A mulher ia, estrada a fora, no carrão importado. Asfalto novinho e
pretinho. Chovia. De repente o estouro e o desequilíbrio do carro que
sai catando cascalho da beira do barranco. Bate aqui, bate ali, até que
pára, depois de entrar por uma estrada esburacada, de chão.
Depois do susto, a mulher chora. Nervosa e trêmula, desce e vai ver o
estrago. Um amassado aqui, outro ali, nada muito grave, a não ser o pneu
estourado. Olha para baixo, olha para cima da estradinha. Ninguém aparece.

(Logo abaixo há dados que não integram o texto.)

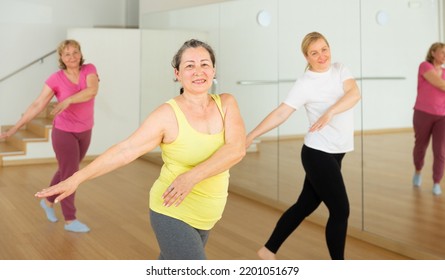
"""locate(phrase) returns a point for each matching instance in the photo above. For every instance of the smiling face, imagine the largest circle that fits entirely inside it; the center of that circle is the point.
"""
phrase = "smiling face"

Noite chegando. Bem que tenta trocar o pneu, mesmo tomando chuva. Força
pouca. Traquejo nenhum. Desiste. O desespero toma conta dela, que entra no carro
e se entrega ao pranto chorando mágoas passadas. Aí, lá
da baixada, aparece o vulto. Um homem a cavalo. Vem chegando e vê que
algo estranho acontecera com o carro. Pára. Desce calmamente do cavalo
e bate no vidro. A mulher, remoendo medo e esperança, encara o homem.
Alto, moreno, barba por fazer, roupa suja, mãos cheias de vincos provocados
pelos calos... ela abre apenas uma fresta no vidro.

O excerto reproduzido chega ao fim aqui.